I am applying a negative binomial regression to my data in R. For this, I use the package MASS and have two different ways to calculate it:
library(MASS)
glm1 <- glm.nb(y ~ x , data=dataset)
summary(glm1)
glm2 <- glm(y ~ x , data=dataset, family=negative.binomial(1.1685))
summary(glm2)
glm.nb is choosing some sort of optimal theta to get a dispersion parameter of 1. In contrast, glm needs a given theta.
glm1:
Call:
glm.nb(formula = y ~ x, data = dataset, init.theta = 1.168548383,
link = log)
Deviance Residuals:
Min 1Q Median 3Q Max
-0.7782 -0.7782 -0.7629 0.7530 8.5151
Coefficients:
Estimate Std. Error z value Pr(>|z|)
(Intercept) -1.062372 0.003245 -327.434 <2e-16 ***
xY -0.044856 0.004725 -9.493 <2e-16 ***
---
Signif. codes: 0 ‘***’ 0.001 ‘**’ 0.01 ‘*’ 0.05 ‘.’ 0.1 ‘ ’ 1
(Dispersion parameter for Negative Binomial(1.1685) family taken to be 1)
Null deviance: 510730 on 685096 degrees of freedom
Residual deviance: 510640 on 685095 degrees of freedom
AIC: 1036465
Number of Fisher Scoring iterations: 1
Theta: 1.1685
Std. Err.: 0.0110
2 x log-likelihood: -1036459.4450
glm2:
Call:
glm(formula = y ~ x, family = negative.binomial(1.1685), data = dataset)
Deviance Residuals:
Min 1Q Median 3Q Max
-0.7782 -0.7782 -0.7629 0.7529 8.5150
Coefficients:
Estimate Std. Error t value Pr(>|t|)
(Intercept) -1.062372 0.003405 -311.976 <2e-16 ***
xY -0.044856 0.004959 -9.045 <2e-16 ***
---
Signif. codes: 0 ‘***’ 0.001 ‘**’ 0.01 ‘*’ 0.05 ‘.’ 0.1 ‘ ’ 1
(Dispersion parameter for Negative Binomial(1.1685) family taken to be 1.101544)
Null deviance: 510725 on 685096 degrees of freedom
Residual deviance: 510635 on 685095 degrees of freedom
AIC: 1036463
Number of Fisher Scoring iterations: 4
I took the optimal theta from glm1 into glm2. As you can see, I get different values for the dispersion parameter (1 and 1.101544). As I learned from this post, the difference is because glm.nb is showing the assumed dispersion parameter of 1 and glm is calculating the exact parameter.
At first, I thought the optimization process is not getting closer to 1. But, I tried some values manually and I could find a value for theta that will give me a real dispersion parameter very close to 1.
glm3 <- glm(y ~ x , data=dataset, family=negative.binomial(0.8043))
summary(glm3)
glm3:
Call:
glm(formula = y ~ x, family = negative.binomial(0.8043), data = dataset)
Deviance Residuals:
Min 1Q Median 3Q Max
-0.7583 -0.7583 -0.7441 0.7065 7.7387
Coefficients:
Estimate Std. Error t value Pr(>|t|)
(Intercept) -1.062372 0.003408 -311.710 <2e-16 ***
xY -0.044856 0.004959 -9.045 <2e-16 ***
---
Signif. codes: 0 ‘***’ 0.001 ‘**’ 0.01 ‘*’ 0.05 ‘.’ 0.1 ‘ ’ 1
(Dispersion parameter for Negative Binomial(0.8043) family taken to be 1.00005)

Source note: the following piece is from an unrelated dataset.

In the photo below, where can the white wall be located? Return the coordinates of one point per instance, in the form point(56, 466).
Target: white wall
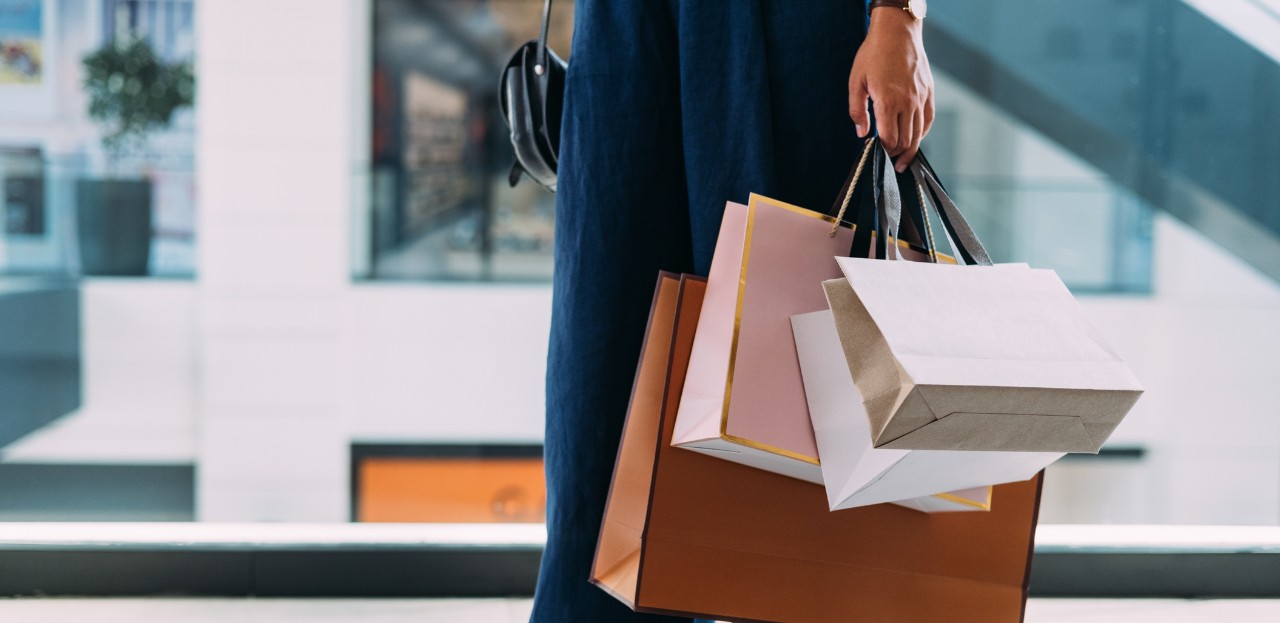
point(1206, 348)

Null deviance: 467800 on 685096 degrees of freedom
Residual deviance: 467718 on 685095 degrees of freedom
AIC: 1038364
Number of Fisher Scoring iterations: 4
So what value of theta is optimal? 0.8043 or 1.1685? Whats is my misunderstanding? In case 1.1685 is my optimal theta, what does it mean that the dispersion parameter is 1.101544 and not 1?